6. Learn a complete RLHF development process through the rlhf case of trlx

Take   the rlhf case of trlx  as an example to understand the whole process in depth.

0x1: zero sample cold start

For the development of most domain-specific task LLMs, the initial stage of the project basically starts from a zero-sample cold start. Therefore, the first step of task-LLM is data preparation.

We discuss the zero-sample startup process in two cases.

1. The ability of the basic large model has poor generalization ability relative to the target task domain  

  • Already have at least one basic large model, you can enter the prompt to generate completions
  • The generalization ability of the basic large model for the target task domain is relatively weak, and the generated completions do not meet the needs of the target task domain.

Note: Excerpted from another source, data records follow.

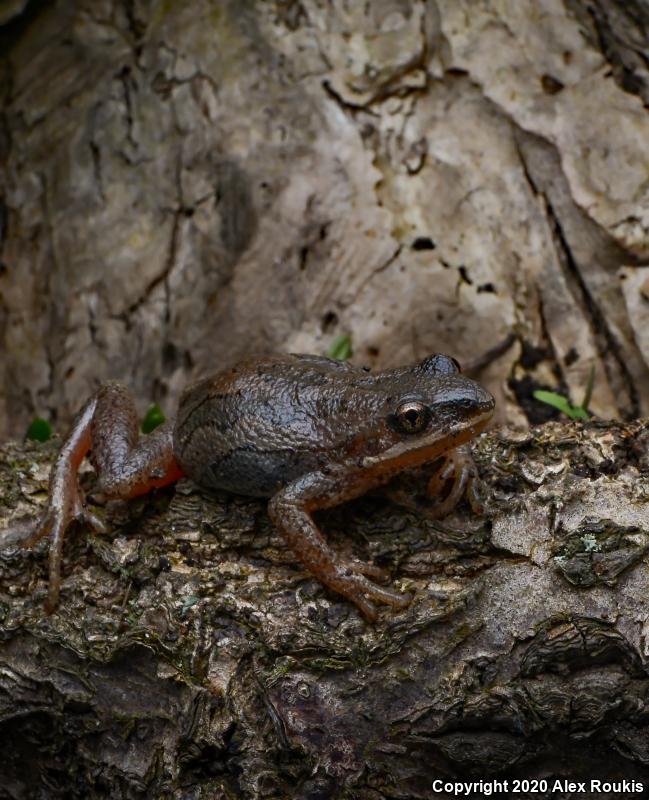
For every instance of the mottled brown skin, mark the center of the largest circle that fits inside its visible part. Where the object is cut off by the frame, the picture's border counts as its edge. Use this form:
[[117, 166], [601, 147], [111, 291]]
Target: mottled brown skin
[[305, 431]]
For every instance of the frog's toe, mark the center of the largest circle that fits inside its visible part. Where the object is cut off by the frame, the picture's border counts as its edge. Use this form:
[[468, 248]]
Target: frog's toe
[[88, 518], [369, 570], [381, 595]]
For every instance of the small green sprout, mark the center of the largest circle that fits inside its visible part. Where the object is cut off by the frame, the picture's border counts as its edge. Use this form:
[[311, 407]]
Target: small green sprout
[[39, 430], [563, 403], [152, 418], [341, 348]]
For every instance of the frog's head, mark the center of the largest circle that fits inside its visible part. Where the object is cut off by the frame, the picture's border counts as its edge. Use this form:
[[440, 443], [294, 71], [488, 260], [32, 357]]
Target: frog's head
[[435, 409]]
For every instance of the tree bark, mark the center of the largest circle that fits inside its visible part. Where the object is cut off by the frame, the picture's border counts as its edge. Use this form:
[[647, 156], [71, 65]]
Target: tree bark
[[183, 183], [192, 657]]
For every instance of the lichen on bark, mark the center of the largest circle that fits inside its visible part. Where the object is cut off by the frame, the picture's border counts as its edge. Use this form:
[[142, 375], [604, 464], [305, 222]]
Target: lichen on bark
[[191, 656]]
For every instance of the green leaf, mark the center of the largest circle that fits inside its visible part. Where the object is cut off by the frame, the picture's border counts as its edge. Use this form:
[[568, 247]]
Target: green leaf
[[589, 389], [562, 403], [152, 418], [341, 348], [39, 430]]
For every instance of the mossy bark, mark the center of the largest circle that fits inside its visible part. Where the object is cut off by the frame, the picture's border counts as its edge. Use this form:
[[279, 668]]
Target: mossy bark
[[191, 656]]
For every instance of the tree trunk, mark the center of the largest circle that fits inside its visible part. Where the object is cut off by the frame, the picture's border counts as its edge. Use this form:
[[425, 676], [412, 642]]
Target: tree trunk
[[191, 657], [183, 183]]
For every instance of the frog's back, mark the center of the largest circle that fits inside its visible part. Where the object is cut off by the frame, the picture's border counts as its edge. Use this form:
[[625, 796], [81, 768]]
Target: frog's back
[[257, 426]]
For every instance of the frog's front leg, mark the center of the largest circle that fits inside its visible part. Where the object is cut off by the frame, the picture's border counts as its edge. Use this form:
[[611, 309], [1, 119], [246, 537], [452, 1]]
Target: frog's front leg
[[435, 489], [291, 509], [126, 466]]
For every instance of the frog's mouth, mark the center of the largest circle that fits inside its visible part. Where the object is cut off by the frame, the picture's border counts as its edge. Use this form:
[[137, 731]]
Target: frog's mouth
[[406, 454]]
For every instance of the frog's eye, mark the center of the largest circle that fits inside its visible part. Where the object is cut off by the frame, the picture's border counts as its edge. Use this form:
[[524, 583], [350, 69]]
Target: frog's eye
[[440, 365], [412, 416]]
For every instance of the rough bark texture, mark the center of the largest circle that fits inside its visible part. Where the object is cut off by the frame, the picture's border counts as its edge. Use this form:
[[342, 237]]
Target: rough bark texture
[[185, 182], [191, 658], [182, 183]]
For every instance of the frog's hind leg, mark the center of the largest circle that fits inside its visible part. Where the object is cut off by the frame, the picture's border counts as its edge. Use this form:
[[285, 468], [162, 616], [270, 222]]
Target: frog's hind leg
[[107, 425]]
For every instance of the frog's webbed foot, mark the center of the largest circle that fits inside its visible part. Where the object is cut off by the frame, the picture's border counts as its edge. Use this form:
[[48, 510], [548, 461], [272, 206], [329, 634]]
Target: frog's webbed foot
[[65, 506], [290, 511], [435, 490], [363, 568]]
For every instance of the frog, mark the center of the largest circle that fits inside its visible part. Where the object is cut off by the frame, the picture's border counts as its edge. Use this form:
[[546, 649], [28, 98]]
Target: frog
[[304, 431]]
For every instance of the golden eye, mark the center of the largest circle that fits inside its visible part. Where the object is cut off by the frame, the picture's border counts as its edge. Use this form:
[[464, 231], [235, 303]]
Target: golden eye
[[412, 416]]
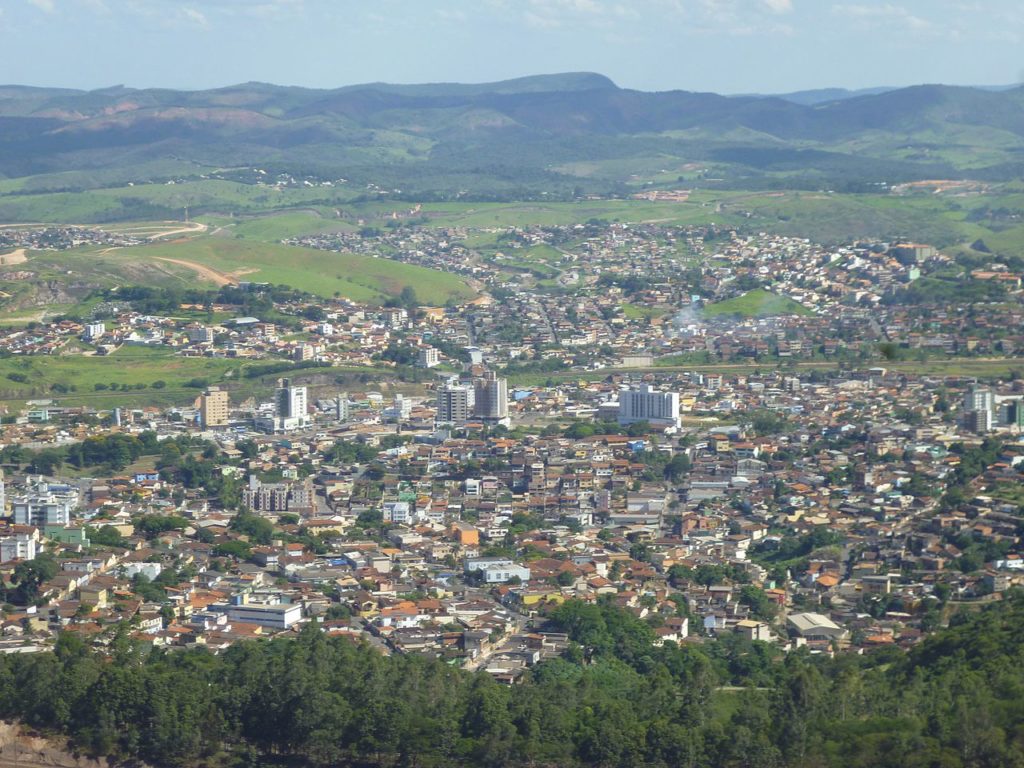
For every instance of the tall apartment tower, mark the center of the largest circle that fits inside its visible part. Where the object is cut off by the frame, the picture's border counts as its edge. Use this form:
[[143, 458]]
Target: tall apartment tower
[[455, 403], [647, 403], [492, 397], [213, 408], [290, 400], [979, 407]]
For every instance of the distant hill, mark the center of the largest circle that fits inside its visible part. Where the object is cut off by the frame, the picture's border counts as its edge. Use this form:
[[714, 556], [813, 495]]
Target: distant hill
[[515, 135]]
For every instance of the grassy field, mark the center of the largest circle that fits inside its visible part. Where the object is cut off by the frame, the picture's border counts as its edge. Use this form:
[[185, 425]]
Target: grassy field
[[355, 276], [757, 303], [953, 367], [126, 378], [129, 367], [636, 311]]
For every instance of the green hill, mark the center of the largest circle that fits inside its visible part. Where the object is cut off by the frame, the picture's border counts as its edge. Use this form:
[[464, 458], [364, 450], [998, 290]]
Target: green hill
[[756, 303], [355, 276]]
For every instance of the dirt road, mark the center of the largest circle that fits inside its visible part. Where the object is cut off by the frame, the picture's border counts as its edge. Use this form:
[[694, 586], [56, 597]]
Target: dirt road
[[217, 278]]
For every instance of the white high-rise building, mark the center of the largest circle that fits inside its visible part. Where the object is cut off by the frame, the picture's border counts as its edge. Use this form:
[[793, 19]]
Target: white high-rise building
[[647, 403], [979, 406], [93, 331], [492, 397], [455, 403], [290, 409], [343, 407], [290, 400], [979, 398], [427, 357]]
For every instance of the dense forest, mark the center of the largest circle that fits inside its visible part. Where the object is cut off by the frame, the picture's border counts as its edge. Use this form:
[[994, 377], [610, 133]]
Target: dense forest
[[613, 699]]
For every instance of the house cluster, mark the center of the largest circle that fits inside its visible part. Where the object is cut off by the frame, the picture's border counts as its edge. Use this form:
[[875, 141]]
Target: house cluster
[[837, 511]]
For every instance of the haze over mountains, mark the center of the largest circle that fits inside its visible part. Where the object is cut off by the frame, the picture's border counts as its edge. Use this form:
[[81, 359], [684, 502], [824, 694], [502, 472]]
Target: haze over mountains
[[440, 136]]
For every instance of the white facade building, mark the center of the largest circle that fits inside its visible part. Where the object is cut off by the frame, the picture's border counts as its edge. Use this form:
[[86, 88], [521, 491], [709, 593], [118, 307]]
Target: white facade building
[[455, 403], [649, 404]]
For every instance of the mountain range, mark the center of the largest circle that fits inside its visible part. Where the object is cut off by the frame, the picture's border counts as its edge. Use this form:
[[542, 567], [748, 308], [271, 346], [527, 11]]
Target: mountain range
[[576, 128]]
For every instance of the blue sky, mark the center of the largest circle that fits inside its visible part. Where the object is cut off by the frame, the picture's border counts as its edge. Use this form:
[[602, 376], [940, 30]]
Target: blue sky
[[729, 46]]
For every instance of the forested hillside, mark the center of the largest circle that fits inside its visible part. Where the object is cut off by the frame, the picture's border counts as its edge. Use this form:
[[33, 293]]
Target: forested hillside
[[615, 699]]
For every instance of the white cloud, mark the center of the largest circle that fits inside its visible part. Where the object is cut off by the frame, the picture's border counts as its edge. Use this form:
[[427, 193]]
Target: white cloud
[[196, 16], [887, 14]]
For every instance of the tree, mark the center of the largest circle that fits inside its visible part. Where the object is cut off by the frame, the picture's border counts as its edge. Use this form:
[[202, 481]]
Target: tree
[[31, 574], [107, 536]]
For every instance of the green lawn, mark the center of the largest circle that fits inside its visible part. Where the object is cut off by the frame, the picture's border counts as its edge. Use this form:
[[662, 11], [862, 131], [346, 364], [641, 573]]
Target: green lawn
[[129, 366], [635, 311], [356, 276], [757, 303]]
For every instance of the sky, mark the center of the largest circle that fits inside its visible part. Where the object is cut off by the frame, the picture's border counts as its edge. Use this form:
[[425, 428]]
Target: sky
[[727, 46]]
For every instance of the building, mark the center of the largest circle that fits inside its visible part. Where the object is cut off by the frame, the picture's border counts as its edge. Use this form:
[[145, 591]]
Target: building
[[979, 409], [278, 497], [18, 546], [399, 513], [290, 409], [814, 627], [200, 334], [979, 398], [455, 403], [497, 569], [427, 357], [273, 616], [491, 398], [343, 408], [93, 331], [45, 504], [394, 317], [213, 408], [645, 403]]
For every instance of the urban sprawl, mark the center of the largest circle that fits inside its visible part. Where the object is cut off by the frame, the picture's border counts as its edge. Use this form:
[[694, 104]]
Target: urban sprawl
[[718, 432]]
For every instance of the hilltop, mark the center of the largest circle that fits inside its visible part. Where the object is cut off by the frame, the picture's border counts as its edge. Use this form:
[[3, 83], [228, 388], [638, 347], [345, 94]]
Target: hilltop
[[510, 137]]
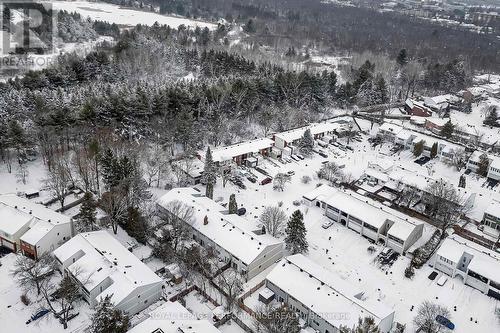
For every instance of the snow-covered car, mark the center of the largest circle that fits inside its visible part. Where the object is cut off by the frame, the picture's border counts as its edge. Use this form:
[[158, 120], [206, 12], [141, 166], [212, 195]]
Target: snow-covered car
[[327, 224]]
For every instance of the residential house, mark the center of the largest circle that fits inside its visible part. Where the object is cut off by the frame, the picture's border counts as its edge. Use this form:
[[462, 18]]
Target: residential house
[[241, 152], [103, 267], [494, 168], [435, 124], [288, 140], [416, 108], [228, 235], [323, 300], [477, 266], [31, 228], [172, 317], [369, 218], [491, 216]]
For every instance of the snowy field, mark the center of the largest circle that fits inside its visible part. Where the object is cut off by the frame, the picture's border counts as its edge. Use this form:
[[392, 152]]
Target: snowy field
[[347, 251], [125, 16]]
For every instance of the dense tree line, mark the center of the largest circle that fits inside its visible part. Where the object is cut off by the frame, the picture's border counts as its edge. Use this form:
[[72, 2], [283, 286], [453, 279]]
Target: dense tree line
[[341, 28]]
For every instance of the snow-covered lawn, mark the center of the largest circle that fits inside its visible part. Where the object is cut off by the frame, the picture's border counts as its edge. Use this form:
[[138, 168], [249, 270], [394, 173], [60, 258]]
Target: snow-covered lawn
[[347, 251], [125, 16], [14, 314]]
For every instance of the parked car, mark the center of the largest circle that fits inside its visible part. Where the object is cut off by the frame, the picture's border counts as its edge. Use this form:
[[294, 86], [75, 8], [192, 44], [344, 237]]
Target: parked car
[[38, 315], [265, 181], [252, 179], [322, 153], [442, 280], [327, 224], [445, 322]]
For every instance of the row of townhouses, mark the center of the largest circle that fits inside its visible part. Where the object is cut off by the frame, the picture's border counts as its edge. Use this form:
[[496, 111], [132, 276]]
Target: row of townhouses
[[281, 144], [367, 217], [248, 251], [475, 265]]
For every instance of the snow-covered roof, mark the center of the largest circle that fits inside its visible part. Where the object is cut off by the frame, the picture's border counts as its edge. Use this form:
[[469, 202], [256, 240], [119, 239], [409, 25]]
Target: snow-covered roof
[[484, 261], [316, 128], [389, 127], [377, 174], [238, 149], [12, 220], [16, 213], [37, 232], [103, 257], [437, 121], [39, 211], [324, 292], [493, 208], [320, 193], [405, 135], [451, 250], [172, 317], [383, 163], [227, 230], [372, 212]]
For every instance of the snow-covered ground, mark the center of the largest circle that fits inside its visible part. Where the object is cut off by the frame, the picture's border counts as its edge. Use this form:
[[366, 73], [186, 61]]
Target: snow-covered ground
[[125, 16], [347, 251], [14, 313]]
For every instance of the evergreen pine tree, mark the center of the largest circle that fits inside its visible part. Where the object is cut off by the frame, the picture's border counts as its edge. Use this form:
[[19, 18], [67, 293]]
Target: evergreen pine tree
[[295, 240], [447, 130], [136, 225], [492, 117], [233, 206], [108, 319], [461, 182], [307, 143], [484, 164], [434, 150], [209, 176], [402, 58], [418, 149], [87, 217]]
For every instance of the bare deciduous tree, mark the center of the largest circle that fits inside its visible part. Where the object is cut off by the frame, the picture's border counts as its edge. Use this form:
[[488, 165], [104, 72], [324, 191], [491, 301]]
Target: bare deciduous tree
[[232, 283], [115, 205], [426, 317], [280, 181], [31, 273], [274, 219], [178, 217], [444, 203], [59, 179]]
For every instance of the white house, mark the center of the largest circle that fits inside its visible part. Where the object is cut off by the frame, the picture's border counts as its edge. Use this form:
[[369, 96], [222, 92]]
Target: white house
[[494, 168], [102, 266], [321, 298], [227, 234], [370, 218], [242, 151], [172, 317], [31, 228], [477, 266], [318, 130], [491, 216]]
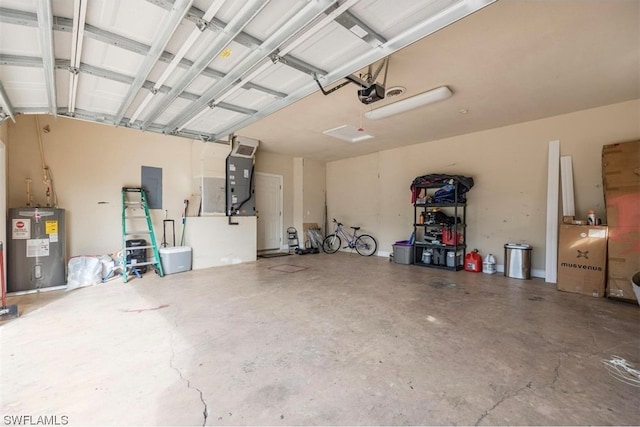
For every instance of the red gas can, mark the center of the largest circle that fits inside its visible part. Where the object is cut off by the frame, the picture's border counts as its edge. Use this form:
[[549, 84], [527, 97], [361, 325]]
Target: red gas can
[[473, 262]]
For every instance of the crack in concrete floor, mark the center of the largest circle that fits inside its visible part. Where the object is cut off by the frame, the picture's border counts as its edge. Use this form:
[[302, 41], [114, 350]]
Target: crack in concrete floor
[[205, 411]]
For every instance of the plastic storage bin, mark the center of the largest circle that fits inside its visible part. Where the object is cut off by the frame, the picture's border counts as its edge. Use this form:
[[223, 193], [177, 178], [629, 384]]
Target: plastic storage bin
[[403, 252], [517, 260]]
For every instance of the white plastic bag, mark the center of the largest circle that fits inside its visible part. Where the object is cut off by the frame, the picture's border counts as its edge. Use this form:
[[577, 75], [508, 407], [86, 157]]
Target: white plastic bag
[[83, 271]]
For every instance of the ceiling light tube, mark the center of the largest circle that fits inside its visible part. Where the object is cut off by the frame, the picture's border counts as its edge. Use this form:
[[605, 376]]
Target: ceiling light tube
[[434, 95]]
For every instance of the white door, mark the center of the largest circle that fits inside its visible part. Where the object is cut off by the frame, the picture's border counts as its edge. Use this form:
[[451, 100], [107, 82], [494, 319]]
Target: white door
[[268, 190]]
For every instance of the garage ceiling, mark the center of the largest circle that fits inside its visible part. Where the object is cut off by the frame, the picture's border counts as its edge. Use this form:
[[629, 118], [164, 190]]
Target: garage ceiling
[[205, 69]]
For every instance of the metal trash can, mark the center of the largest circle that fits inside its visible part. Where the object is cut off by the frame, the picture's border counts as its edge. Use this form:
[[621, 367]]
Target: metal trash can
[[517, 260]]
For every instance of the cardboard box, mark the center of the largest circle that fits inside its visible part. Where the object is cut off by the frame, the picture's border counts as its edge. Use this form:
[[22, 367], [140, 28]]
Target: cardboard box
[[175, 259], [582, 259], [621, 178]]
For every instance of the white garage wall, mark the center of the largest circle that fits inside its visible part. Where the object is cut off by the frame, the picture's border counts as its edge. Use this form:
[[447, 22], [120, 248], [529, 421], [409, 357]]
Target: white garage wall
[[314, 191], [509, 166], [279, 165]]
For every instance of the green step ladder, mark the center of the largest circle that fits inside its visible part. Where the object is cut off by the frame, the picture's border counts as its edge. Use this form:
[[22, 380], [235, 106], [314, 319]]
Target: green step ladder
[[132, 198]]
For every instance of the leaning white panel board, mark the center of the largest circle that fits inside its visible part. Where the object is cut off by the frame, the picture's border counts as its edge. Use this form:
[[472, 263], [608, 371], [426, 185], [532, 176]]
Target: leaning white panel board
[[566, 174], [553, 181]]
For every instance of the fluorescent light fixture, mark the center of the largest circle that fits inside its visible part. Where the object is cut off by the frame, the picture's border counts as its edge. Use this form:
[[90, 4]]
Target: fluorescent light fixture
[[434, 95], [348, 133]]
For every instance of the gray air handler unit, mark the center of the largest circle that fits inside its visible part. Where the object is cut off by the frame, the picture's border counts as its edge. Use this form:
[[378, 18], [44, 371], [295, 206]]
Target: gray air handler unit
[[36, 252], [240, 192]]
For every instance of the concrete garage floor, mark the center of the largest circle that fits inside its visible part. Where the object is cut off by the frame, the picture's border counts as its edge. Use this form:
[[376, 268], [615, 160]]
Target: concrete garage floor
[[319, 340]]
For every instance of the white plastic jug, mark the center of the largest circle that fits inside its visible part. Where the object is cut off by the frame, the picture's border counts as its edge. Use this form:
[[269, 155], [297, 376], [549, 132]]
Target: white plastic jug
[[489, 264]]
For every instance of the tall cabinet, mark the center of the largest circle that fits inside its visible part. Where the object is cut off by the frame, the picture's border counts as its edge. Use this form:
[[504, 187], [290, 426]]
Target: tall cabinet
[[439, 227]]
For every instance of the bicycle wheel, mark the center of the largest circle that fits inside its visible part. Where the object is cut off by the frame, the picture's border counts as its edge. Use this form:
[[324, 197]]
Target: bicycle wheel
[[331, 244], [366, 245]]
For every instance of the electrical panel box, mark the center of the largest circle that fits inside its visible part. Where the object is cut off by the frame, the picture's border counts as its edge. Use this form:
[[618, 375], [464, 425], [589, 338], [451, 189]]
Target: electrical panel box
[[240, 191]]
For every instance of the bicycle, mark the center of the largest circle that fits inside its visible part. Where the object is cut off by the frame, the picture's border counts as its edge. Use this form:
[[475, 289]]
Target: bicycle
[[364, 244]]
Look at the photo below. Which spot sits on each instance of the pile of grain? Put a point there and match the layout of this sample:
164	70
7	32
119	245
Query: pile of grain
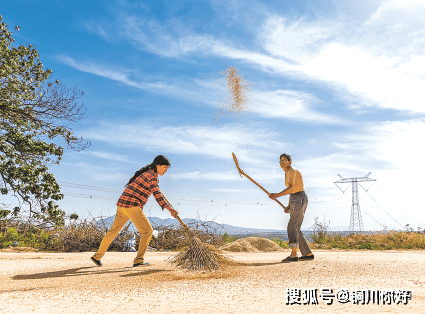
252	245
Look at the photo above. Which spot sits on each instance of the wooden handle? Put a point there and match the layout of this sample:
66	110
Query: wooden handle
185	228
241	172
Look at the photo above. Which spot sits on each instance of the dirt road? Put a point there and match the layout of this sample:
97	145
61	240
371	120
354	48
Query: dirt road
70	283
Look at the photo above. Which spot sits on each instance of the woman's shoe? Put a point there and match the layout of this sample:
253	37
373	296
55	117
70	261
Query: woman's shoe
306	258
142	263
97	262
290	259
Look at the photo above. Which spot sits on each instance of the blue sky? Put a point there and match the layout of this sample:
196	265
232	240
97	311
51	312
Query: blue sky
339	85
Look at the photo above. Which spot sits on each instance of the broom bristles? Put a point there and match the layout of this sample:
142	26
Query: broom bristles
198	257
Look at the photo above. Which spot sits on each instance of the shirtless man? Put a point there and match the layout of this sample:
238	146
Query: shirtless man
296	208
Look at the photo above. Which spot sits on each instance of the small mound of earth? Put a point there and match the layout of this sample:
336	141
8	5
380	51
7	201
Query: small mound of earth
252	245
18	249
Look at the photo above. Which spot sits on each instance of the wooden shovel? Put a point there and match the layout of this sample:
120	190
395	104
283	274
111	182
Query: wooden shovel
241	172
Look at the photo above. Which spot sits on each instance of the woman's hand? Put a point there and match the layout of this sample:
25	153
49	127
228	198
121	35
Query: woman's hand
173	212
273	196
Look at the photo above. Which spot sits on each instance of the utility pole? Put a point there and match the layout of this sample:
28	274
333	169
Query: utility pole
356	223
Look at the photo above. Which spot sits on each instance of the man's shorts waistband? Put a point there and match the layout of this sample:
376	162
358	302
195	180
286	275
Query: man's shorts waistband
298	193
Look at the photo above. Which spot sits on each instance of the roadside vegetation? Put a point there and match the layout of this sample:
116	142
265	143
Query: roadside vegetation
77	235
408	239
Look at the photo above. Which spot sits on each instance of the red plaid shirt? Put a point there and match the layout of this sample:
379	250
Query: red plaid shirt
137	192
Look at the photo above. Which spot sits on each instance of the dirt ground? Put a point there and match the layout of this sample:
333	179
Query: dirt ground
34	282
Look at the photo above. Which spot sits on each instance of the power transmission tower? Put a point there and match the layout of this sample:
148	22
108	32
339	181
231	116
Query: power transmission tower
356	223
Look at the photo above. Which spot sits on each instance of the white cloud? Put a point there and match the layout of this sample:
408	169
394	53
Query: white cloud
372	61
192	140
289	104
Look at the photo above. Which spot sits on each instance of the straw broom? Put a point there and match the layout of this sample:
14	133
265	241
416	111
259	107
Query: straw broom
198	257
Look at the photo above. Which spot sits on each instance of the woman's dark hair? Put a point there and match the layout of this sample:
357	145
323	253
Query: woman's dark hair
159	160
287	156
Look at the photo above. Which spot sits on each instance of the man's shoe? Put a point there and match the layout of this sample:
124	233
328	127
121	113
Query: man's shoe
97	262
142	263
306	258
290	259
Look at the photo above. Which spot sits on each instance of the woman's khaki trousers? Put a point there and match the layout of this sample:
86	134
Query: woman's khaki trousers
138	217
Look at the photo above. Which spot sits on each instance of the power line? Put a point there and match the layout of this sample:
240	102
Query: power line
88	187
384	210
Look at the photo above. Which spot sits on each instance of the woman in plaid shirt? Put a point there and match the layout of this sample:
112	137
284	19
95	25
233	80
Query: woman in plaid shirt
130	206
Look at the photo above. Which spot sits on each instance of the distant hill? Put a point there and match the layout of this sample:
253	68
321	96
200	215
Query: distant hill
219	228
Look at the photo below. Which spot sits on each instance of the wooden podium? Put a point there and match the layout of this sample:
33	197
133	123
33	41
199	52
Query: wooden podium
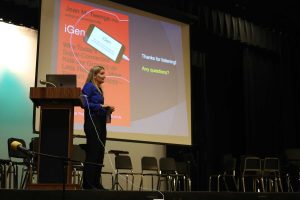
56	131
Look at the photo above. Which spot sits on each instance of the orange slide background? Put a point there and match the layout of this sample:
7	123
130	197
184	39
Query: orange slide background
77	57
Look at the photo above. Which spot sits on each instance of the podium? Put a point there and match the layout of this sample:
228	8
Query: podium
56	132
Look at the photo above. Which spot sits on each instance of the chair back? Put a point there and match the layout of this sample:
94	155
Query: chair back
251	165
271	164
167	165
123	162
149	163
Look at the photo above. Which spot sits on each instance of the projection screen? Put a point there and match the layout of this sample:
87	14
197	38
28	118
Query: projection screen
146	58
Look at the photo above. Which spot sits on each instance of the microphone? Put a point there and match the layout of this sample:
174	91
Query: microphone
46	82
17	146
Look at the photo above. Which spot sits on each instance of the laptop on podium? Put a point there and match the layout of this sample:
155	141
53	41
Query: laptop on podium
60	80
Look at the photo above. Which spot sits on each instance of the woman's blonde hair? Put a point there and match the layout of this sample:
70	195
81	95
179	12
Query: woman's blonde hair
92	73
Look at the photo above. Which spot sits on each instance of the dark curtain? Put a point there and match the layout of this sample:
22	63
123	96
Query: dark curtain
245	93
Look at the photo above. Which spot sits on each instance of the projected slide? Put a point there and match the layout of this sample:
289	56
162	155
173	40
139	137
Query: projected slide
146	58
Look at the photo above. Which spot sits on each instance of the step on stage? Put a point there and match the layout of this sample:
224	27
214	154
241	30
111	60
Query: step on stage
9	194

When in this situation, we need to take processes such as prompt engineering, sample purification and distillation, etc., and continuously expand our basic samples in a cyclical iteration.

  1. Step 1: prompt engineering (prompt engineering):
  1. Use Base LLM to prompt the seed samples, and manually select and modify the marking results
  2. Continue to sub-step a, and continuously screen out high-quality prompt instruction sets
  3. Use the optimal prompt instruction set to input the generalized thousand-question base model to get the "basic prompt-completions data set"
  1. Step 2: sample distillation (sample distillation/purification)
  1. Manually select good case samples that meet the minimum quality requirements from the basic prompt-completions data set for sample purification
  2. Manually correct the completions of bad case samples that do not meet the requirements, so that they meet the minimum quality requirements, so as to ensure that the overall sample size remains basically unchanged
  3. The sample distillation/purification process can be batched and incrementally expanded to continuously inject generalization capabilities into the model. Each round of iterations is continuously accumulated to obtain a batch of "purified prompt-completions data sets" that are constantly expanding
  1. Step 3: sft train (fine-tuning self-supervised training)
  1. Based on the "purified prompt-completions data set", fine-tuning is performed based on Base-LLM, and the fine-tuned model sft-llm is obtained
  1. Step 4: rm reward model development & RLHF manual feedback training
  1. Develop and evaluate the web version, people can score the model by looking at the output of the model,
  2. Mark new samples based on the sft-llm fine-tuning model, generate more than 2 completions for the same prompt, and generate "sft-prompt-completions data set"
  3. Manually select good case and bad case, rank the "sft-prompt-completions data set", convert the scores of different completions through elo, feed it to the rm model for learning, and obtain a reward model
  4. Through ppo train, fine-tune sft-llm, and finally get RLHF-llm
  1. Step 5: Cycle the prompt engine and RLHF process
  1. Based on RLHF-llm as the basic model of step 1
  2. Recycle for a new round of prompt engineering (prompt engineering)
  3. Recycle for a new round of sample distillation (sample distillation/purification)
  4. Recycle for a new round of sft train (fine-tuning self-supervised training)
  5. Recycle for a new round of rm reward model development & RLHF manual feedback training
  1. Step 6: auto RLHF
  1. The reward model can be used as an automatic evaluation mechanism and feedback mechanism after the model goes online
  2. When the rm performance is only good enough (it has fully fitted the artificial tendency experience), the degree of manual intervention can be reduced, and the reward model rm can be used to assist the sft-model to continuously fine-tune the loop, and finally get the SOTA-RLHF model

2. The ability of the basic large model can generate samples that basically meet the relative target task domain

  • Already have at least one basic large model, you can enter the prompt to generate completions
  • The basic large model has excellent generalization ability for the target task domain, and the generated completions are of high quality for the target domain task

When this is the case, the sample distillation (sample distillation/purification) step can be basically omitted, and other steps remain unchanged.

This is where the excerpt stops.